ANNEXE

 

Durant l'année scolaire 1993-1994, Sabine Contrepois, enseignante d'histoire-géographie du lycée professionnel Frédéric Mistral de Fresnes, décide de "restituer la parole à ceux qui ne l'ont pas". Elle va dès lors gérer un projet qui aura un retentissement national et même international en posant cette simple question aux élèves : "En quoi votre histoire familiale a-t-elle rencontré l'Histoire ?". Le résultat obtenu se présente sous la forme d'un recueil de 41 textes, 41 itinéraires qui racontent 41 trajectoires. Le recueil a été primé et a valu aux élèves l'intérêt de l'université américaine de Berkeley, ainsi que des articles dans Libération (8/11/94), le Pèlerin magazine (18/11/94) et ... le New York Times (25/11/94). En voici l'avant propos :

" Le hasard a fait que votre concours Mémoire des migrations croise le chemin d'un travail sur la mémoire familiale que nous avons engagé cette année.

 

Les modules, qui nous ont donné une plus grande souplesse dans l'organisation des cours d'histoire, nous ont permis de faire aboutir ce projet qui était en germe depuis un certain temps.

 

C'est d'abord le parcours de trois élèves des années précédentes qui nous a amenés à réfléchir sur la mémoire familiale :

- Celui de Meak, d'origine cambodgienne, qui avait les larmes aux yeux le jour où nous évoquions en cours les conflits indochinois. Son père, officier de l'armée cambodgienne, avait été fusillé dès l'entrée des sinistres Khmers rouges dans Phnom Penh. Avec sa mère, elle avait vécu l'horreur des camps avant d'arriver en France, via la Thaïlande.

- Celui de Sadi, d'origine algérienne, qui avait rejoint à dix ans son père installé en France. Son premier contact avec la France s'était fait naturellement par l'intermédiaire de l'école et aussi sous la forme d'une punition. Habitué à tutoyer tout le monde, son professeur lui avait donné à copier cent fois : "je ne dois pas tutoyer mon professeur". Cela l'avait marqué au point qu'un jour où sa langue a fourché, il est devenu rouge de confusion.

- Celui de Nicolas, d'origine bretonne, qui nous expliqua qu'il n'avait jamais mis les pieds en Bretagne et qu'il n'en connaissait rien, pas même une ville. Affectueusement, nous l'avions surnommé "le p'tit Beur".

 

C'est aussi la lecture des ouvrages de Pierre Bourdieu, La Misère du monde et de Pierre Nora, Les Lieux de Mémoire qui a suscité de nombreuses questions dont deux essentielles : 

 

- L'absolue nécessité démocratique de restituer le droit de parole à ceux qui ne l'ont pas, pour des raisons multiples.
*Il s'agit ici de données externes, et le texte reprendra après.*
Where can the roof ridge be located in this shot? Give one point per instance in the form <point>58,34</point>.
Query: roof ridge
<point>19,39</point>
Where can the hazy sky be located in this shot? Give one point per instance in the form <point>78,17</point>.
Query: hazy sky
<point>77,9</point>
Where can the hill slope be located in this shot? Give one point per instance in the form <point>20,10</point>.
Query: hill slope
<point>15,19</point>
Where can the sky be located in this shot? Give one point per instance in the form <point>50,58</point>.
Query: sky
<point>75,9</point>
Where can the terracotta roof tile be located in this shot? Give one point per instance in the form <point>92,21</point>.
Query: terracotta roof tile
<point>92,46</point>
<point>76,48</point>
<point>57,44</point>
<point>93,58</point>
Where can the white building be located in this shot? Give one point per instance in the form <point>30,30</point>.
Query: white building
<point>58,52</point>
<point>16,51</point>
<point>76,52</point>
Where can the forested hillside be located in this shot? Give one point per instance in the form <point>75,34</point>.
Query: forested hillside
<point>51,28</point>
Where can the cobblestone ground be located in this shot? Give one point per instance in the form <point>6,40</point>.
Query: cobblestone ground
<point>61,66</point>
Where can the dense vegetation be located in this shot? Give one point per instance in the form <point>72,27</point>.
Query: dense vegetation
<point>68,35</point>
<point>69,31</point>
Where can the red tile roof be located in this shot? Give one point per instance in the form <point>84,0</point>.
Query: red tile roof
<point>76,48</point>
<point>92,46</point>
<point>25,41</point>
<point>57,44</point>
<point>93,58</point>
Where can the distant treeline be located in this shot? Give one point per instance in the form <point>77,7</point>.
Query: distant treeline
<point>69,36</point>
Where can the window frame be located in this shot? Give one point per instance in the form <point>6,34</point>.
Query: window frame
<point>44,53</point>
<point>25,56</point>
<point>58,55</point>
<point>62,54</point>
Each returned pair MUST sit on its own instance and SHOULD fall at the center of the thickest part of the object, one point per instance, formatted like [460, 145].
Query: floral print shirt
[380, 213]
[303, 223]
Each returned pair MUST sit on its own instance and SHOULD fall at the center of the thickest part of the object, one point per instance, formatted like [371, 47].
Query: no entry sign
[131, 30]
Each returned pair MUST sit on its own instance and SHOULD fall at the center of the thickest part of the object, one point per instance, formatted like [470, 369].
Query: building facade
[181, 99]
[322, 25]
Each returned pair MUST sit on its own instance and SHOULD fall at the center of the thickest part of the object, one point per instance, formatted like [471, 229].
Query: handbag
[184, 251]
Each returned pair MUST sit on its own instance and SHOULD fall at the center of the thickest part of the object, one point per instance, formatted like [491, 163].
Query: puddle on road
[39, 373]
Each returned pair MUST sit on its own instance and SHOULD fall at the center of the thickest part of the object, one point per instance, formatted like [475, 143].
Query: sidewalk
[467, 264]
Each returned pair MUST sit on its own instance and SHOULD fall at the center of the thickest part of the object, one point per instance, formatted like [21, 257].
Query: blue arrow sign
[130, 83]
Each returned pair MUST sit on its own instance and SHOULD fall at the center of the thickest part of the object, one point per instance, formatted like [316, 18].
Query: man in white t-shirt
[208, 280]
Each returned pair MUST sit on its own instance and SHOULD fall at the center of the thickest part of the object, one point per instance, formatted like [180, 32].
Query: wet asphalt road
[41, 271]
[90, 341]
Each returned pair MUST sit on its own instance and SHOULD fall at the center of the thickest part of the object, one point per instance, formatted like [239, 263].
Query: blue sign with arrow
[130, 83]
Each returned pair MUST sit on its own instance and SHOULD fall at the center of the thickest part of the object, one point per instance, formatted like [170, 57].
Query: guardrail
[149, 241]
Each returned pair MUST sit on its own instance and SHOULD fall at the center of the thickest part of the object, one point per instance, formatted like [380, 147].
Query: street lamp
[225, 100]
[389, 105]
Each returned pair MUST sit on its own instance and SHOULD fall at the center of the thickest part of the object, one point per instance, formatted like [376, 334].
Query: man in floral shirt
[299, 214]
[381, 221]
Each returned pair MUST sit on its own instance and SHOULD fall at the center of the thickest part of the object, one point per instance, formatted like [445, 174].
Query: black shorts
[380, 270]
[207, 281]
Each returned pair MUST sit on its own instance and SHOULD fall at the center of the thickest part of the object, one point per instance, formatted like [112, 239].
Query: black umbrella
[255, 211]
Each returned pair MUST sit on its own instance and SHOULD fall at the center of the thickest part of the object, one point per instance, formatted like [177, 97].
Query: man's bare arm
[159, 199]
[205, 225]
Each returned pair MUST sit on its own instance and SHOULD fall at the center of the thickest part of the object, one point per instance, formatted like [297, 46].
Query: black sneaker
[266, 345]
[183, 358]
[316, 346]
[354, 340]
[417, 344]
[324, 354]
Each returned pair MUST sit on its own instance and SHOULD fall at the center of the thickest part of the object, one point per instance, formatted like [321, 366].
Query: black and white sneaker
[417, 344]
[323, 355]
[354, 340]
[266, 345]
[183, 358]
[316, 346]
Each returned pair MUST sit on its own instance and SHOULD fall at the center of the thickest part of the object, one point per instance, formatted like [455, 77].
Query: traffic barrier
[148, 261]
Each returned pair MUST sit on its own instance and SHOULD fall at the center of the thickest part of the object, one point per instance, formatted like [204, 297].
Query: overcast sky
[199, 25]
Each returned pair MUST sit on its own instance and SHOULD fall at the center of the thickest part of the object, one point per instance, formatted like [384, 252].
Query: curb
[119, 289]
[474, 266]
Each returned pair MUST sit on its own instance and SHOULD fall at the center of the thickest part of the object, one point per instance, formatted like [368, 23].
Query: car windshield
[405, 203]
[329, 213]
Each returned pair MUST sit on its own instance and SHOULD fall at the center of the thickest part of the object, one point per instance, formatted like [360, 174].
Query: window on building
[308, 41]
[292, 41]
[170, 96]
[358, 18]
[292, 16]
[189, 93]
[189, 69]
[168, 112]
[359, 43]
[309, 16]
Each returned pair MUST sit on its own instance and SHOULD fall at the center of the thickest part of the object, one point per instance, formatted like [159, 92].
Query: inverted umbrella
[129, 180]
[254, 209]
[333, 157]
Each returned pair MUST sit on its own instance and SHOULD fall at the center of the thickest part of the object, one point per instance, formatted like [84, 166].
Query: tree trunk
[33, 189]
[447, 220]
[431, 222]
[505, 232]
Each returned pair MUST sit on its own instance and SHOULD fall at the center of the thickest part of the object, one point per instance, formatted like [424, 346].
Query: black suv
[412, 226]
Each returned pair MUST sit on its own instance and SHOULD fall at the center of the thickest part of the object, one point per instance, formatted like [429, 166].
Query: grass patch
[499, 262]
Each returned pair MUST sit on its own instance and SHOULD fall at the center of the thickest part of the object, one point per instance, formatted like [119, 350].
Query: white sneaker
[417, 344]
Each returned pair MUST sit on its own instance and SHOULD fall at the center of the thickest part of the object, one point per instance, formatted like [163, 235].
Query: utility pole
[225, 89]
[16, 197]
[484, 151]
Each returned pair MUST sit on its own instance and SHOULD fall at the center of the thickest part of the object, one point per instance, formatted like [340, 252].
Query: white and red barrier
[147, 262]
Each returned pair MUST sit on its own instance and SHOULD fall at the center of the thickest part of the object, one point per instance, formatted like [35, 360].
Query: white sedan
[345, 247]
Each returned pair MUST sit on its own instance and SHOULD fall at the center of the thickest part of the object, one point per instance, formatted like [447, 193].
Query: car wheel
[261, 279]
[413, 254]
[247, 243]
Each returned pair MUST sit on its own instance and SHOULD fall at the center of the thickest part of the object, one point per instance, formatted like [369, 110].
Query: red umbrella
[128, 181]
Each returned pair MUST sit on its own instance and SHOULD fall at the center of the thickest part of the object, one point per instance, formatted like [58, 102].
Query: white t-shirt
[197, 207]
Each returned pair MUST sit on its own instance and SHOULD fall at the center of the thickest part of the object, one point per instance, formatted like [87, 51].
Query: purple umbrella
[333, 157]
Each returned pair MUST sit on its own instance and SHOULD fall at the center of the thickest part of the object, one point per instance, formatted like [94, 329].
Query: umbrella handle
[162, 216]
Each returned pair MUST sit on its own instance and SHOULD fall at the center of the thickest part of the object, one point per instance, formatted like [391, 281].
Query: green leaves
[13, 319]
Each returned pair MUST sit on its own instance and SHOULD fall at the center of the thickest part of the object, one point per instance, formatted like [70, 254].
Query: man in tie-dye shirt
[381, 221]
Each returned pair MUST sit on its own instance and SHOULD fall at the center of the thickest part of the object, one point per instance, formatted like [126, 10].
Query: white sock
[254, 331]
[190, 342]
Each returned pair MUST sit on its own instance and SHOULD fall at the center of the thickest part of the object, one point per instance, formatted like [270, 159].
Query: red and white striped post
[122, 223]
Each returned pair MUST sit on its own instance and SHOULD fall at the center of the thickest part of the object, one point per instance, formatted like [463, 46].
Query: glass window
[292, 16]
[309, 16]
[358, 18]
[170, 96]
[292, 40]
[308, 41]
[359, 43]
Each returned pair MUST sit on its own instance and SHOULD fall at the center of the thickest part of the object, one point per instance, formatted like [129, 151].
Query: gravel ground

Dans le cadre de notre projet, cette restitution n'a pas toujours été synonyme d'appropriation de la parole. En effet, sur six classes concernées, seulement une quarantaine d'élèves ont accepté de raconter leur parcours et d'aller jusqu'au bout. De plus, quelquefois, il nous a fallu de la persévérance. Le cas de Slawek est révélateur. Sachant qu'il était d'origine polonaise et que sa venue en France était récente, nous avons insisté longtemps avant qu'il accepte de participer. Un jour, nous l'avons croisé par hasard, dans le bureau d'une C.P.E. Nous lui avons demandé de quelle ville polonaise il était originaire. Il était de Gdansk. En plaisantant, nous lui avons lancé : "En plus, tu es un cousin de Walesa !". Il répondit : "Ben ... Je le connais". Une semaine après, il avait écrit son texte : sa grand-mère était une dirigeante de Solidarnosc ...

- L'école est un lieu de mémoire extraordinaire, à tous points de vue, et notamment parce que les élèves ont des parcours très divers. Découvrir cette diversité, dans un lycée de la Région parisienne tel que le nôtre, est fascinant. L'école peut être un lieu de mise à jour et de conservation des mémoires individuelles et ainsi enrichir la mémoire collective. La laïcité n'est pas synonyme d'anonymat mais d'égalité dans la reconnaissance de l'identité de tous.

L'intérêt de ce projet est multiple :

1) Il a d'abord un mérite essentiel : celui de créer des liens nouveaux entre la famille, comme cellule de vie, et l'école, comme lieu de vie. Trop souvent ces liens sont distendus voire inexistants. C'est souvent le cas dans les sections professionnelles du lycée. Nos élèves sont souvent étiquetés par des "peut mieux faire" ou par des "résultats insuffisants". Les contacts, quand ils existent, portent sur l'appréciation d'un travail scolaire ou alors sur la communication d'une éventuelle sanction. Le projet nous a permis d'innover en abordant enfin d'autres sujets que le travail strictement scolaire :

- Une mère est venue avec son fils nous parler de son parcours de pupille de la nation.

- Une famille entière s'est mobilisée, ravie de raconter l'histoire de l'arrière grand-mère, grâce à leur fils.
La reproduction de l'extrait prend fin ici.